I was taught you never say “all, everyone, all the time, always, every time, and never.” “All” inclusive boxes are the bricks in the foundation of intolerance, anger, and division. The cement of the foundation? The verb ‘to be:’ “he is, she is, they are.” Put them together and you get “all of them are,” “everyone is,” and “they will never change” among many expressions. The language of exclusion creates shame, hopelessness, anger, and frustration and may lead to violence.
As an experiment, try talking to a family member or friend without using is/are. Try to describe your community without using modifiers of universality (all, every, always, never). It will challenge you. It will change you.
Human beings are tribal. It is instinctive and deeply rooted in our genetics. Survival has been based on collective action and defense. Exclusion and inclusion are the two most powerful acts for a social species. We often use exclusion to punish and in some cases to kill. When we include people, it may be seen as a reward.

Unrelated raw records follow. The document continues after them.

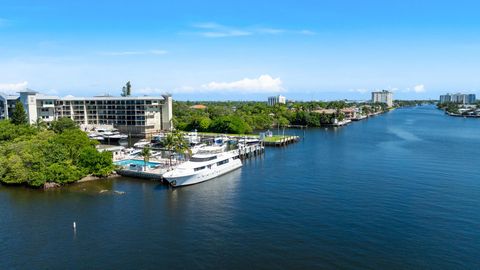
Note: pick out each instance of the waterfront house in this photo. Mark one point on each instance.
(137, 116)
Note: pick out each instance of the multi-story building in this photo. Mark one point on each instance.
(277, 100)
(383, 97)
(138, 116)
(458, 98)
(7, 104)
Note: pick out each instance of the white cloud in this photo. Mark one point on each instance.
(3, 22)
(272, 31)
(307, 32)
(125, 53)
(11, 88)
(419, 88)
(215, 30)
(360, 90)
(225, 33)
(264, 83)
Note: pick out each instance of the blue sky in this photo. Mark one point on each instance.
(242, 50)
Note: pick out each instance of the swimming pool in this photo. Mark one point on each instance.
(136, 162)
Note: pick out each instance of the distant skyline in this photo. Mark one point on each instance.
(243, 50)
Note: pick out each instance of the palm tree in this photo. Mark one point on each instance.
(40, 124)
(146, 153)
(176, 143)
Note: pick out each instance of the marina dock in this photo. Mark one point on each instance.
(154, 171)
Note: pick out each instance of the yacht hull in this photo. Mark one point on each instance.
(205, 175)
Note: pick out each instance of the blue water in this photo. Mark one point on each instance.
(397, 191)
(136, 162)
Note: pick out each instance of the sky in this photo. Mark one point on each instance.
(241, 50)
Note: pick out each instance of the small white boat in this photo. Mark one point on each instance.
(141, 144)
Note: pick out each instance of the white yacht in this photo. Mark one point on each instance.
(208, 163)
(141, 143)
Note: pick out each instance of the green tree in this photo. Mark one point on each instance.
(176, 143)
(19, 116)
(40, 124)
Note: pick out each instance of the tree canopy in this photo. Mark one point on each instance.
(32, 156)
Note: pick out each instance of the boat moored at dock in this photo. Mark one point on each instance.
(208, 163)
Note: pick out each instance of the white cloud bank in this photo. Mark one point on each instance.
(420, 88)
(125, 53)
(262, 84)
(11, 88)
(215, 30)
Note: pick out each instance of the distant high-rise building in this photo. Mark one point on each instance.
(277, 100)
(383, 97)
(458, 98)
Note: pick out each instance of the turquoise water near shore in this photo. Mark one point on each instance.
(396, 191)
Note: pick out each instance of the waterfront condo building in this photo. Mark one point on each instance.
(276, 100)
(458, 98)
(138, 116)
(383, 97)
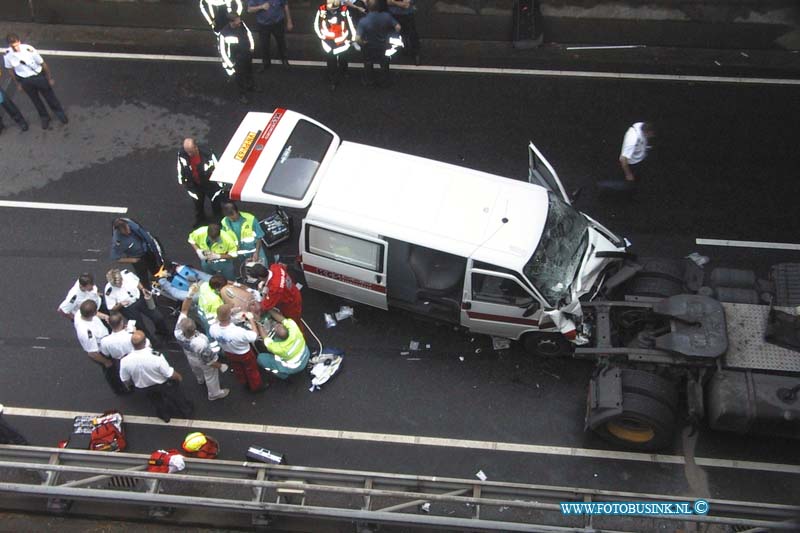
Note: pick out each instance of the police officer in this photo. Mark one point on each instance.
(12, 110)
(34, 77)
(133, 245)
(374, 32)
(216, 12)
(335, 29)
(216, 248)
(84, 289)
(149, 371)
(195, 166)
(236, 48)
(245, 227)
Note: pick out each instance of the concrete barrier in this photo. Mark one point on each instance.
(690, 23)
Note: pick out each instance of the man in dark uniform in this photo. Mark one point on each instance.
(133, 245)
(236, 47)
(195, 167)
(373, 35)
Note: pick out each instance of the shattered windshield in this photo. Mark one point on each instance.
(553, 266)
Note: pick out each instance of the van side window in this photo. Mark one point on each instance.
(344, 248)
(497, 290)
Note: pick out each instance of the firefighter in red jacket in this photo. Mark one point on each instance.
(335, 29)
(278, 289)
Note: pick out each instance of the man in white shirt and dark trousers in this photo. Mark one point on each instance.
(91, 331)
(203, 359)
(84, 289)
(236, 341)
(149, 371)
(34, 77)
(634, 150)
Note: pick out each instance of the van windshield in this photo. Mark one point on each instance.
(297, 164)
(555, 262)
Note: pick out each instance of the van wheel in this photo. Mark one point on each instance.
(547, 345)
(645, 424)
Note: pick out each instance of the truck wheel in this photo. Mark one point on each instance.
(644, 424)
(651, 385)
(547, 345)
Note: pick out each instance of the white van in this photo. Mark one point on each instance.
(499, 256)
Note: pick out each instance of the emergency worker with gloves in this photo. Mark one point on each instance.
(335, 29)
(216, 248)
(195, 166)
(236, 47)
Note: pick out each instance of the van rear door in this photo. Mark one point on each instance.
(276, 158)
(344, 263)
(540, 172)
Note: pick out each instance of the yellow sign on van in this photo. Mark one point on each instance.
(243, 150)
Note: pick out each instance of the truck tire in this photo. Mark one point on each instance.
(644, 424)
(547, 345)
(651, 385)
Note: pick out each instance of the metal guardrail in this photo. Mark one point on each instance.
(270, 491)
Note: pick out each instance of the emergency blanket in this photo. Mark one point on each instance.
(324, 366)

Remarkably, but predictably, we can change our tribal affiliation almost instantly. When students from two middle schools attend a single high school, they quickly identify with one group – their new school – and fragment into sub-groups by exclusion and inclusion. When you scramble the membership of two foursomes with the same eight golfers, they are harassing each other (including their old teammates) by the time they reach the first green.
“Is, are, they, them, and those” create exclusion or inclusion by identity. “Always” and “never” create exclusion or inclusion over time. Our language delimits our thoughts like a surveyor’s lines delimit property.
If the best strategy for survival is collective action, we must change our use of language and thus our thoughts about each other.